3.3 STEP 3: A 7-Segment Display Driver

3.3.1 Synopsis

As the data has to appear on a 7-segment display it is not sufficient just to multiplex the incoming signals. The information also has to be transformed from a binary representation into a vector of seven driver signals, one per display element. In order to enhance the readability of the VHDL code, constants should be used to represent the various numbers, i.e.

 
constant SEG_8 : std_ulogic_vector(6 downto 0):= "1111111";
 

The package P_DISPLAY contains the definitions SEG_0 till SEG_9. They define which segment to drive for which number. The additional definition SEG_E can be used, if an error occurs and should be assigned to the number 10.

The new design shall be called DISP_DRV and provides basically the same functionality as the DISP_MUX module. The main difference is that the output signal is now called DISPLAY and its width is now seven bits in order to drive the 7-segment display. The former output port DISPLAY_PHOTO will be used as an internal signal from now on. This is necessary, because the input signals can not be multiplexed directly to the new output signal DISPLAY since they are of a different data type.

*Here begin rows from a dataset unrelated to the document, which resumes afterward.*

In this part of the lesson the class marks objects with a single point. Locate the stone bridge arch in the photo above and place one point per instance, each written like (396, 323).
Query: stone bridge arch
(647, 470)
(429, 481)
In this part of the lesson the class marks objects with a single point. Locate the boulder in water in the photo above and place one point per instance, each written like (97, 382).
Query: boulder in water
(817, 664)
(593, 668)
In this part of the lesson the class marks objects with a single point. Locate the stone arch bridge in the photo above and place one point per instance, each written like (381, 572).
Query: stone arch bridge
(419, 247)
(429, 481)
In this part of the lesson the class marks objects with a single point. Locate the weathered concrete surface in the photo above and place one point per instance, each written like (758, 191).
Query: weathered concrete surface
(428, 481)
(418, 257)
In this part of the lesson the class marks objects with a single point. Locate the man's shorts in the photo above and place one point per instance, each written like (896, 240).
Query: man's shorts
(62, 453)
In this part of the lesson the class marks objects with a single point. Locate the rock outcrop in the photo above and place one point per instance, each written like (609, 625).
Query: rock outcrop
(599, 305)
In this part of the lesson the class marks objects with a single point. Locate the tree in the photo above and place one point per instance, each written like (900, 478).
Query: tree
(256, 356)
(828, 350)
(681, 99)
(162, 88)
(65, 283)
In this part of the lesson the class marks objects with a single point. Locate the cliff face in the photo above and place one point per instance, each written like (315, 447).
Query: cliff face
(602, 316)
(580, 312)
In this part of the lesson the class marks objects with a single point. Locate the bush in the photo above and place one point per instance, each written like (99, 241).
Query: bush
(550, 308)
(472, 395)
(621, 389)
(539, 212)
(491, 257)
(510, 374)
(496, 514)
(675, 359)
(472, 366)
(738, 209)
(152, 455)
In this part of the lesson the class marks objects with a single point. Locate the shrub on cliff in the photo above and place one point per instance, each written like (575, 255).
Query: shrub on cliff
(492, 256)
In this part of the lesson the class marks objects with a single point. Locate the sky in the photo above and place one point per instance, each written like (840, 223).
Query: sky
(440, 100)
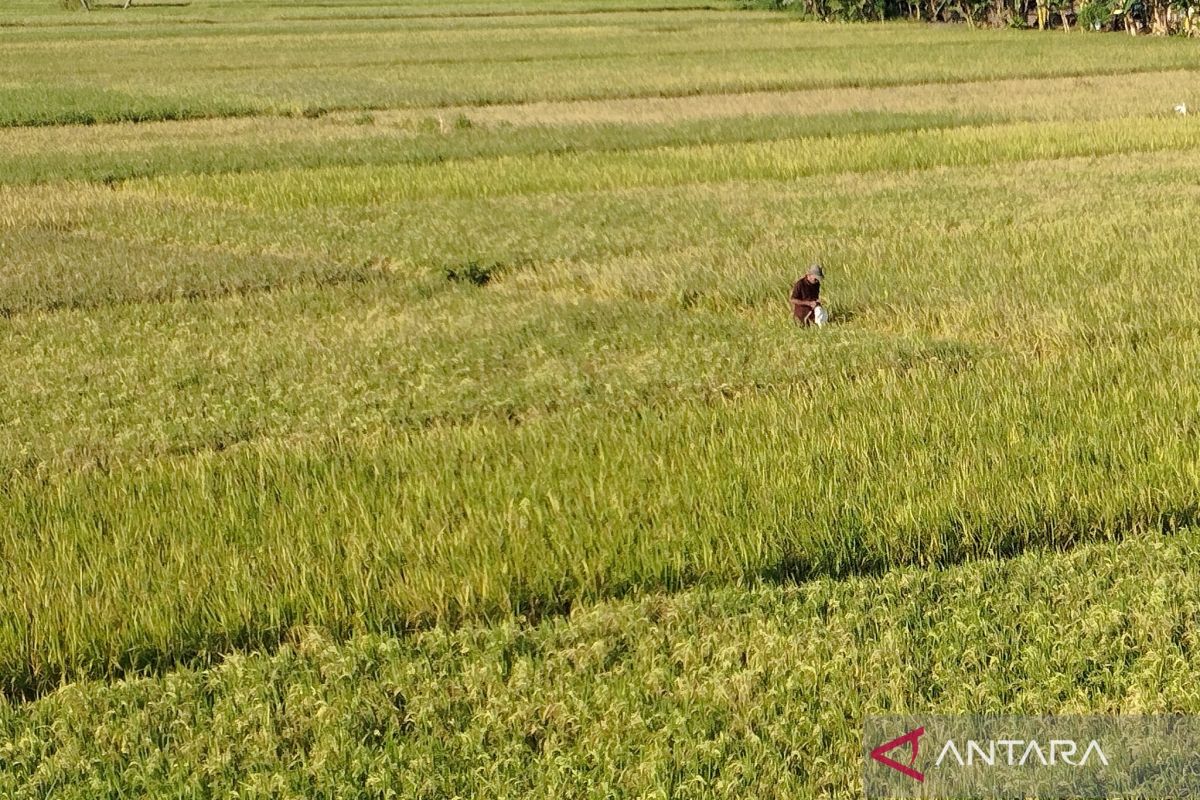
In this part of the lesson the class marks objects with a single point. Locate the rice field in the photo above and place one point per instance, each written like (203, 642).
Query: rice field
(401, 401)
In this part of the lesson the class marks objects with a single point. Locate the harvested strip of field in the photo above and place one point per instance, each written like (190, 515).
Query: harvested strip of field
(112, 152)
(707, 692)
(227, 72)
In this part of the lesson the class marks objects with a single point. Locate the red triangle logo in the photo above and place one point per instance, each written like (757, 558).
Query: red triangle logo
(911, 738)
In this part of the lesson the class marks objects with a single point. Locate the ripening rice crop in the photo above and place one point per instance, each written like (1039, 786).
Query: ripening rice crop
(429, 416)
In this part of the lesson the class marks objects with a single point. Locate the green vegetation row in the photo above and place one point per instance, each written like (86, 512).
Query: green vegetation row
(114, 571)
(723, 692)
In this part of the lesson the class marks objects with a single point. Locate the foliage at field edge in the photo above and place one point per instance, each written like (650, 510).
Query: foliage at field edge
(705, 693)
(1159, 17)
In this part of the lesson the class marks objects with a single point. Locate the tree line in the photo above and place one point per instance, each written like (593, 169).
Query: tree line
(1161, 17)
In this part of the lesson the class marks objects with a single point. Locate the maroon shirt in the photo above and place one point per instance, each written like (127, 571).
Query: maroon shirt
(808, 293)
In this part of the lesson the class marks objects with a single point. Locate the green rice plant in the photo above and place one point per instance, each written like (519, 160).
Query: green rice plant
(755, 693)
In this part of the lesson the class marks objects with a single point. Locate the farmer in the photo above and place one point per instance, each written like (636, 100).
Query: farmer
(805, 298)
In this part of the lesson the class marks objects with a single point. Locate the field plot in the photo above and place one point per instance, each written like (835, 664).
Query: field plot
(400, 400)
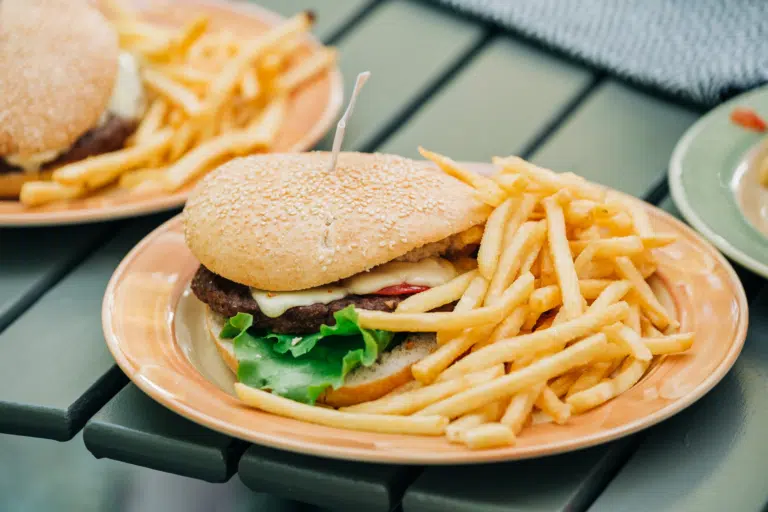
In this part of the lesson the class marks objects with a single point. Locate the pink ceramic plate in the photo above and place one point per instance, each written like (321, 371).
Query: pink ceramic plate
(154, 328)
(311, 112)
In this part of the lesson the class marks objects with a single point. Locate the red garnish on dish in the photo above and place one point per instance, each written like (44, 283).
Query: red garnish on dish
(402, 289)
(748, 119)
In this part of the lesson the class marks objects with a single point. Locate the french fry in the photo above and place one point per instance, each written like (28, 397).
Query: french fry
(578, 354)
(132, 179)
(600, 269)
(594, 375)
(306, 70)
(601, 393)
(472, 298)
(619, 224)
(36, 193)
(249, 85)
(408, 402)
(151, 123)
(187, 75)
(181, 141)
(489, 191)
(229, 77)
(189, 34)
(493, 238)
(431, 322)
(608, 248)
(508, 328)
(521, 213)
(633, 319)
(172, 91)
(384, 423)
(551, 180)
(437, 296)
(202, 157)
(99, 170)
(648, 301)
(640, 219)
(622, 335)
(532, 257)
(573, 302)
(549, 403)
(563, 383)
(520, 407)
(430, 367)
(545, 298)
(649, 242)
(427, 370)
(671, 344)
(490, 435)
(510, 262)
(611, 294)
(545, 339)
(456, 430)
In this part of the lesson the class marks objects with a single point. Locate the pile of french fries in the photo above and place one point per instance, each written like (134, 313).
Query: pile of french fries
(556, 318)
(212, 96)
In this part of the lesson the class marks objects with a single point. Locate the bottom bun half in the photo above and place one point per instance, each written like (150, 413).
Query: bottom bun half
(392, 370)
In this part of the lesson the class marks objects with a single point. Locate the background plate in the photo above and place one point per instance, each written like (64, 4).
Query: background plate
(311, 112)
(154, 329)
(714, 183)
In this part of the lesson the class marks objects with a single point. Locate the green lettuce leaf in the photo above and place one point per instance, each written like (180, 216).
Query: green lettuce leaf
(301, 367)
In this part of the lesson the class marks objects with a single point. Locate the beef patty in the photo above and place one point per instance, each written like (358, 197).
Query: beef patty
(229, 298)
(109, 136)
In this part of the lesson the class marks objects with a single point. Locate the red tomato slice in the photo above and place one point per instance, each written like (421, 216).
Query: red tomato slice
(748, 119)
(402, 289)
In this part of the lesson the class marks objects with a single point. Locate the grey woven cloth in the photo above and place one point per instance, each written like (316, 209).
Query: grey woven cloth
(700, 50)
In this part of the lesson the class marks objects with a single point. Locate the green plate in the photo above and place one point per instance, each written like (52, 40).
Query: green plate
(713, 180)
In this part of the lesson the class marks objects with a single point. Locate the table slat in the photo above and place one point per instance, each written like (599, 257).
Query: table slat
(713, 456)
(55, 369)
(175, 445)
(331, 16)
(336, 484)
(38, 475)
(407, 47)
(610, 108)
(496, 106)
(32, 259)
(619, 137)
(525, 486)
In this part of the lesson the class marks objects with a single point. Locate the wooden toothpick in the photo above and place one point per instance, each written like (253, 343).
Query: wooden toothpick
(342, 124)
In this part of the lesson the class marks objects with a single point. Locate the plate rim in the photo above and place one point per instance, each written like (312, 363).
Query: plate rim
(158, 204)
(679, 194)
(476, 457)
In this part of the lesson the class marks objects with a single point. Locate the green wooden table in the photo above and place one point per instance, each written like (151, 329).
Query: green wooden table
(455, 86)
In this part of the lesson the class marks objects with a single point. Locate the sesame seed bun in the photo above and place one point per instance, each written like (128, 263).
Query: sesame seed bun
(284, 222)
(59, 63)
(363, 384)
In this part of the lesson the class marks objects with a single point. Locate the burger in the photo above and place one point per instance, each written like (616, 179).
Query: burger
(290, 249)
(67, 91)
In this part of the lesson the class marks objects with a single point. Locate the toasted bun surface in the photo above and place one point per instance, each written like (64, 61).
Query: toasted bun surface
(10, 183)
(284, 222)
(59, 65)
(392, 370)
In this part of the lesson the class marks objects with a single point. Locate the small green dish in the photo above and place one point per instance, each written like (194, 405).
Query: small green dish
(713, 178)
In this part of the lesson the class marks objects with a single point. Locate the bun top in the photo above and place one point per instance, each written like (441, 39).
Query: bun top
(284, 222)
(59, 64)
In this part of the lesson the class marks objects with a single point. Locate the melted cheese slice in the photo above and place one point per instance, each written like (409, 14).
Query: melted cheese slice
(127, 101)
(429, 272)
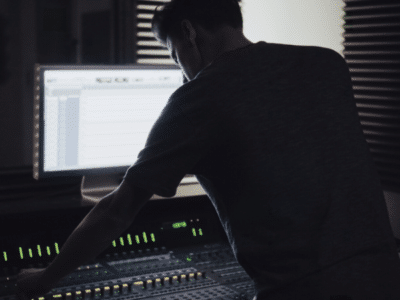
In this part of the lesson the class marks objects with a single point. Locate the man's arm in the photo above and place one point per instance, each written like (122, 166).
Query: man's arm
(103, 224)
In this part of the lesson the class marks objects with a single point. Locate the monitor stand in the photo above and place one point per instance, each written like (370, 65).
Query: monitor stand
(96, 187)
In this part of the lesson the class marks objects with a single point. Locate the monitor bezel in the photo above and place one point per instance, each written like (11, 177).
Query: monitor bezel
(38, 117)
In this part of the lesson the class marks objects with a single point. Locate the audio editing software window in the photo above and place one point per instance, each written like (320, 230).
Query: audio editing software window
(101, 118)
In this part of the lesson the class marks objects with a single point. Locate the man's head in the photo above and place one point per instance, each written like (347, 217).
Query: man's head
(198, 31)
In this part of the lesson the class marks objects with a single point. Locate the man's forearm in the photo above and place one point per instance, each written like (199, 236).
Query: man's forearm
(91, 237)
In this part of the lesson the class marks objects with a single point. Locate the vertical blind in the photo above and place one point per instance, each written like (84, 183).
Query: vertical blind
(372, 52)
(148, 49)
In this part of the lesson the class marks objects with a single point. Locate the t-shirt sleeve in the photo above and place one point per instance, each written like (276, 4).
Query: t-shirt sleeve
(172, 150)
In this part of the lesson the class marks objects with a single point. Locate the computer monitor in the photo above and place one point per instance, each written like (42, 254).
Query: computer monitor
(94, 120)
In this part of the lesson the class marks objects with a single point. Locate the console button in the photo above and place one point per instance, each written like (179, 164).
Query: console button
(116, 290)
(78, 295)
(124, 288)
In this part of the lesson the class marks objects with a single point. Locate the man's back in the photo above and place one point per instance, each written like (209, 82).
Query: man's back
(272, 134)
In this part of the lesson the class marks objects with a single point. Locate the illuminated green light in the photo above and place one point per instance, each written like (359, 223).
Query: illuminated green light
(179, 225)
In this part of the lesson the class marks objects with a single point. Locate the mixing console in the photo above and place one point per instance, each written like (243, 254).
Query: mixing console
(174, 249)
(207, 272)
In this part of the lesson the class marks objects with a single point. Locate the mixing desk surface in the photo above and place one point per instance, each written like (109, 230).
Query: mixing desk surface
(174, 249)
(208, 272)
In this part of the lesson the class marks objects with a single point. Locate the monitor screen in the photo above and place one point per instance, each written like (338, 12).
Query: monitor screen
(96, 119)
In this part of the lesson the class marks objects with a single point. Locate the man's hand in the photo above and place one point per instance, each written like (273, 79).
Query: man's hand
(30, 284)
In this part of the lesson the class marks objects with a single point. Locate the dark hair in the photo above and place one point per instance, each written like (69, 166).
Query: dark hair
(210, 14)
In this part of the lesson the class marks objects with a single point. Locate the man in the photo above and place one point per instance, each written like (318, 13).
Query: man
(272, 134)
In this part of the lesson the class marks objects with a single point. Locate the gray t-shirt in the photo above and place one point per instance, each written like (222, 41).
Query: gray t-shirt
(272, 133)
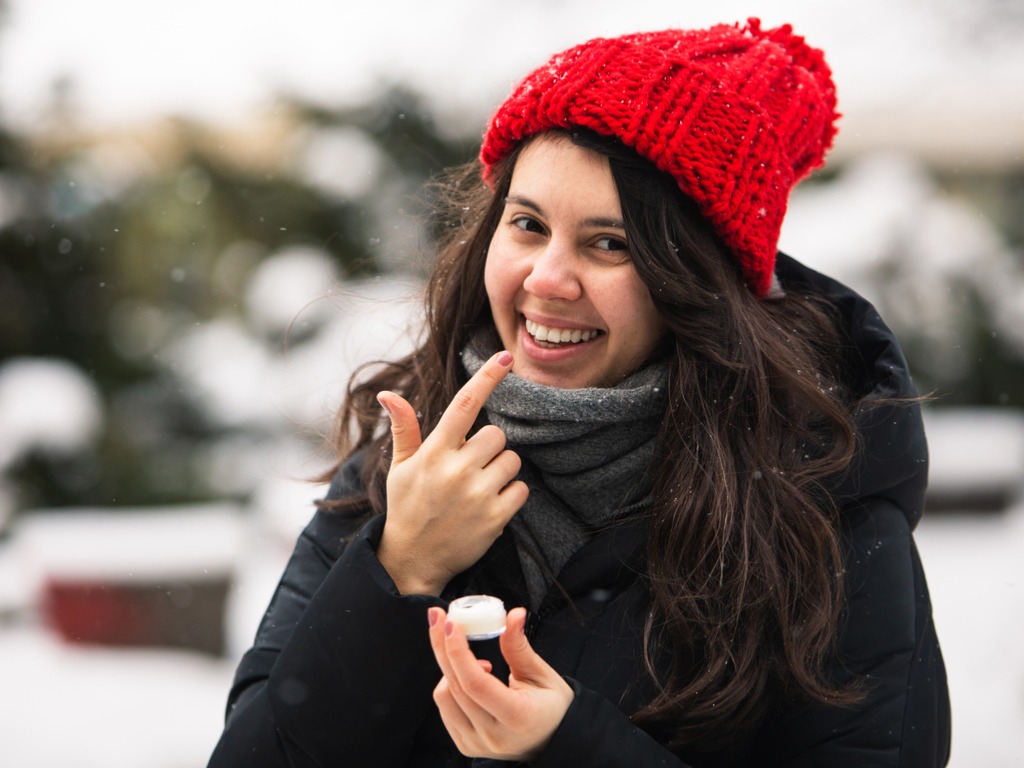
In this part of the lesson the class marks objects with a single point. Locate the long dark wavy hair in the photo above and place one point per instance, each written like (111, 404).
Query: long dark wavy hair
(743, 557)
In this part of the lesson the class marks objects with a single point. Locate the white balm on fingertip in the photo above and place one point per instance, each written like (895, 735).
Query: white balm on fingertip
(481, 616)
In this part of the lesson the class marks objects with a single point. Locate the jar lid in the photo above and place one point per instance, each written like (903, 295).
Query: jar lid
(480, 616)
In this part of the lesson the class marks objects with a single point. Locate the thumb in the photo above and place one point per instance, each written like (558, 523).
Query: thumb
(524, 663)
(406, 435)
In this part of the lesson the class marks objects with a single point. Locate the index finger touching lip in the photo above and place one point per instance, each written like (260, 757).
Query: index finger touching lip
(466, 406)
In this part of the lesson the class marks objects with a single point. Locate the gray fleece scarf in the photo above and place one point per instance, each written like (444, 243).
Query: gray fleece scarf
(587, 457)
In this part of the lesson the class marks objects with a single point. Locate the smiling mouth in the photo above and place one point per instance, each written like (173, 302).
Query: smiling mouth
(551, 338)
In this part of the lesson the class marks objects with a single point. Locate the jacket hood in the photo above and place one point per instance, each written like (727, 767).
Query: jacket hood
(891, 462)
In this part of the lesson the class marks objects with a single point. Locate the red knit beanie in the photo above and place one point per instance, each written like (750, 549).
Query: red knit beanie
(737, 115)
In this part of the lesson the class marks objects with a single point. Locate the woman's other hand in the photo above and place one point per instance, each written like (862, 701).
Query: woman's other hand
(484, 717)
(449, 498)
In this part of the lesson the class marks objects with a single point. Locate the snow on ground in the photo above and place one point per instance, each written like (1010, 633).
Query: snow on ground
(86, 707)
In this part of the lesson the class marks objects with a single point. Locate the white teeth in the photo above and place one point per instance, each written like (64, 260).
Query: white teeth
(558, 335)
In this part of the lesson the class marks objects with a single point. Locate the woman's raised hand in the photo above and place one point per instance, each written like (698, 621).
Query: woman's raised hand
(484, 717)
(448, 498)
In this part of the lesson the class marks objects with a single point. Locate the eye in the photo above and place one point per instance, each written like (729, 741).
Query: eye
(610, 244)
(526, 223)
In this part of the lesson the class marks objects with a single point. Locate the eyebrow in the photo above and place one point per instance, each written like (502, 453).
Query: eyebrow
(596, 221)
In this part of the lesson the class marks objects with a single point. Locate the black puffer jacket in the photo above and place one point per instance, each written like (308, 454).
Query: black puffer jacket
(341, 671)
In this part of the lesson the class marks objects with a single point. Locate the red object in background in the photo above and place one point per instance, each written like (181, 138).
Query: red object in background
(185, 614)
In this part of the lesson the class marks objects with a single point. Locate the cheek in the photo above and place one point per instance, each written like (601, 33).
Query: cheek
(499, 282)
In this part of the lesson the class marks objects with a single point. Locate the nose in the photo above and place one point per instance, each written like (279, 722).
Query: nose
(554, 273)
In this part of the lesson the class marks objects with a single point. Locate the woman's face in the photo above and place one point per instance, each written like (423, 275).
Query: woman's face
(563, 292)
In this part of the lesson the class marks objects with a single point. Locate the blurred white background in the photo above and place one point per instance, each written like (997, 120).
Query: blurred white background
(930, 91)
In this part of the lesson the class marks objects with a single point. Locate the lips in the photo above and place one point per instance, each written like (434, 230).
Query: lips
(553, 335)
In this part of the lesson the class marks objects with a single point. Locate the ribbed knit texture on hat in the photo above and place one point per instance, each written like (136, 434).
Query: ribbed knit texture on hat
(737, 115)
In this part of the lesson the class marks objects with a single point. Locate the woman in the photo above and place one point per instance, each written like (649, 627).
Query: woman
(694, 464)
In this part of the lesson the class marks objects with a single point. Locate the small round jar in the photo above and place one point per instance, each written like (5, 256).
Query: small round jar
(481, 616)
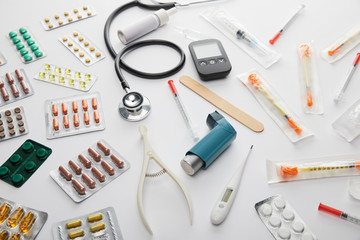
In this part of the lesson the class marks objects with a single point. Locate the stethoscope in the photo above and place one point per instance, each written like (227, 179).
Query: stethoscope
(134, 106)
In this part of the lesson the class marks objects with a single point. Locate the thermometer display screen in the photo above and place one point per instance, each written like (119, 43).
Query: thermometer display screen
(227, 195)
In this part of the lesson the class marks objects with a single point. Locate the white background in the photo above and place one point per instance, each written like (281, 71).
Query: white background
(322, 21)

The following figure shows the block diagram of the new design.

 

 

The display driver

 

3.3.2 Implementation

The display driver code

library ieee;
use ieee.std_logic_1164.all;
use work.P_DISPLAY.all;

entity DISP_DRV is
  port(ERROR      : in  std_ulogic;
       SHOW_TIME  : in  std_ulogic;
       NO_PICS : in  T_DIGITS;
       EXP_TIME : in  T_DIGITS;
       DISPLAY : out T_DISPLAY);
end DISP_DRV;


architecture RTL of DISP_DRV is
  signal DISP_PHOTO : T_DIGITS;
begin

  DISP_MUX:process (SHOW_TIME, ERROR,
                    EXP_TIME, NO_PICS)
  begin
    if ERROR = '1' then
      DISP_PHOTO <= 10;
    elsif SHOW_TIME = '0' then
      DISP_PHOTO <= NO_PICS;
    else
      DISP_PHOTO <= EXP_TIME;
    end if;
  end process DISP_MUX;

  DECODE: process (DISP_PHOTO)
  begin
    case DISP_PHOTO is
      when 0     => DISPLAY <= SEG_0;
      when 1     => DISPLAY <= SEG_1;
      when 2     => DISPLAY <= SEG_2;
      when 3     => DISPLAY <= SEG_3;
      when 4     => DISPLAY <= SEG_4;
      when 5     => DISPLAY <= SEG_5;
      when 6     => DISPLAY <= SEG_6;
      when 7     => DISPLAY <= SEG_7;
      when 8     => DISPLAY <= SEG_8;
      when 9     => DISPLAY <= SEG_9;
      when others => DISPLAY <= SEG_E;
    end case;
  end process DECODE;
end RTL;
  • Include the declarations from the
    P_DISPLAY package. The library
    WORK is always known and need not
    be declared.
  • User defined data types are used for
    the data ports now.



 
  • An internal signal is needed to link the
    two processes together.
  • The process label is used to enhance
    readability as two processes are
    present in this architecture.
  • Instead of a separate if-statement (as
    in the previous example) an if-elsif-
    else construct is used here.



 
  • The decoder is activated whenever the
    multiplexer changes its output.
  • As there does not exist a priority for
    the different values of DISP_PHOTO,
    a case-statement is used to map the
    integer value to the bit vector.
  • Only the values 0-9 will be displayed
    as digits. In all other cases the user
    will get an 'E', indicating an error.